Life Matters
- Country of origin: Australia
- Language(s): English
- Home station: Radio National, Australian Broadcasting Corporation
- Hosted by: Tegan Taylor and Beverley Wang
- Original release: 1992
- Website: www.abc.net.au/listen/programs/lifematters

= Life Matters =

Australian radio program

Life Matters is a magazine-style radio program that has been broadcast on Radio National by the Australian Broadcasting Corporation since 1992. The first presenter was Geraldine Doogue, and as of 20 January 2025 the program is presented Monday to Thursday by Tegan Taylor (replacing Hilary Harper) and by Beverley Wang on Fridays. Covering a range of social and personal issues, it airs each weekday at 9 a.m., and is repeated at 7 p.m.

==History==
Life Matters was devised in 1992 as "a program charting social change" by a trio consisting of Doogue (already an established and acclaimed broadcaster), Norman Swan (general manager of Radio National at the time), and producer Joanne Upham. Doogue had been recruited to Radio National in 1991 to present Offspring, a predecessor program to Life Matters, after losing her passion for hard news following her high-profile recruitment by the ABC to work in news and current affairs including the launch of The National, the networks' contentious and unsuccessful remoulding of their evening television news and current affairs hour

==Presenters==
- Geraldine Doogue presented the program for eleven years from its inception.
- Julie McCrossin presented the program from 2002 to 2005.
- Richard Aedy presented the program from 2006 to 2011.
- Natasha Mitchell presented the program from 2012 to 2016.
- Amanda Smith presented the program from 2017 to 2018.
- Hilary Harper and Michael Mackenzie presented the program from 2019 until Mackenzie's retirement in May 2022.
- As of February 2024, Life Matters is presented by Hilary Harper from Monday to Thursday and Beverley Wang on Fridays.
- As of 20 January 2025 Tegan Taylor replaces Hillary Harper in presenting the show Monday to Thursday, with Beverley Wang continuing in the Friday broadcast role.
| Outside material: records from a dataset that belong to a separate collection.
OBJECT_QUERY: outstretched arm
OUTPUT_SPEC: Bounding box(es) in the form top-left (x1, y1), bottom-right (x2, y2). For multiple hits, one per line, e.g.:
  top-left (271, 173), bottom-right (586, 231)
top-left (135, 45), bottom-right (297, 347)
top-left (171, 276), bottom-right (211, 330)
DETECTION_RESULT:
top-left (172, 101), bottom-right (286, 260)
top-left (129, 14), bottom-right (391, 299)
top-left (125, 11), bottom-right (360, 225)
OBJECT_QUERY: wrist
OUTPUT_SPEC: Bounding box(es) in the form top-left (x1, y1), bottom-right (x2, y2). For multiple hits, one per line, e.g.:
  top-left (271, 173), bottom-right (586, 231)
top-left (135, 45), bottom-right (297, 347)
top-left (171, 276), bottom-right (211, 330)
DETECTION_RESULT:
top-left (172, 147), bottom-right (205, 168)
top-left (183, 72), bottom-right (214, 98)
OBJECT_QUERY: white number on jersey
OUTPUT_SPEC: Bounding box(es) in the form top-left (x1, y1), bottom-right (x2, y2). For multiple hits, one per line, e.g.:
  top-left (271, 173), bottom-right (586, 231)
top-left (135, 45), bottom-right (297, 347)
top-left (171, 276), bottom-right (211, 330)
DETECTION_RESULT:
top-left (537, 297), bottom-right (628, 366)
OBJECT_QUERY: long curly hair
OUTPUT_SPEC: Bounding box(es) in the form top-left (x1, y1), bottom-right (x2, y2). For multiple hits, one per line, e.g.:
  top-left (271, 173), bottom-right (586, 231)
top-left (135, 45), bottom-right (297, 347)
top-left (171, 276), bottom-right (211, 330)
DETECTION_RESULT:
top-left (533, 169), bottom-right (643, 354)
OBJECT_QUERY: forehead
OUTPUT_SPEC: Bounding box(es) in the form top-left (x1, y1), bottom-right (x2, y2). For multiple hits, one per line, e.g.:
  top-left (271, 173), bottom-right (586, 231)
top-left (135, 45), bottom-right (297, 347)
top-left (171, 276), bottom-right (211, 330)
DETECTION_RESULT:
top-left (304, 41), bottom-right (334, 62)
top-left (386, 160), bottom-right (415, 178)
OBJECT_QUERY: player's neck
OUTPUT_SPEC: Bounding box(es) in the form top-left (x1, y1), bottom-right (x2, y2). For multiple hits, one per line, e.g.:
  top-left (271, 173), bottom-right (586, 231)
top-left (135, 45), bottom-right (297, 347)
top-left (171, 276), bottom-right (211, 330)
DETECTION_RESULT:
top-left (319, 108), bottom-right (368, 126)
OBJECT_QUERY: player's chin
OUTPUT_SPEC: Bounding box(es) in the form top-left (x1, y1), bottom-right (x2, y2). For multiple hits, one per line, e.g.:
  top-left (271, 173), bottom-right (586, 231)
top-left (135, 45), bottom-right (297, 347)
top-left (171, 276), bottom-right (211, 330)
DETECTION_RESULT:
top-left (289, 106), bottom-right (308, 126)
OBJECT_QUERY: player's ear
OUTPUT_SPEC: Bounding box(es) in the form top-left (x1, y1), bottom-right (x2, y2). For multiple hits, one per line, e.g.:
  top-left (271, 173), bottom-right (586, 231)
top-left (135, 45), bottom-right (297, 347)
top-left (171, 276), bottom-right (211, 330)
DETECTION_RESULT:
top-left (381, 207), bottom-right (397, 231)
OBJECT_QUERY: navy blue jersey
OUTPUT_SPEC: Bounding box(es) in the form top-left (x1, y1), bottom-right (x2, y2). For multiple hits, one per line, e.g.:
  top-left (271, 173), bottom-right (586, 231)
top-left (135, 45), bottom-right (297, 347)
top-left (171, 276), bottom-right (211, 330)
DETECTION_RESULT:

==Format and description ==
Life Matters covers a range of topics relating to personal relationships, health, financial and work issues, "and the world". It interviews experts and invites listeners to contribute by phoning in and sending text messages. Throughout its history, the show has also had a rolling offering of special regular segments & feature series, with recent notable examples including Dated: Love Online After 50, Hillary Harper's very personal five-part investigation of later-life searching for romance and relationship in the online era of dating apps (following the breakdown of her 20-year marriage), as well as Ask Aunty, the programme's final Friday segment which takes a lighthearted examination of sometimes quirky, sometimes awkward social and personal dilemmas and presents one such case to invited guests (usually a duo) to examine and advise on, with the guests being a mix of comics, humourists, writers and relationship experts.

From its inception the program has been broadcast on weekdays from 9 am. As of February 2024, it is repeated at 7pm, and past episodes are also available on the ABC Listen app.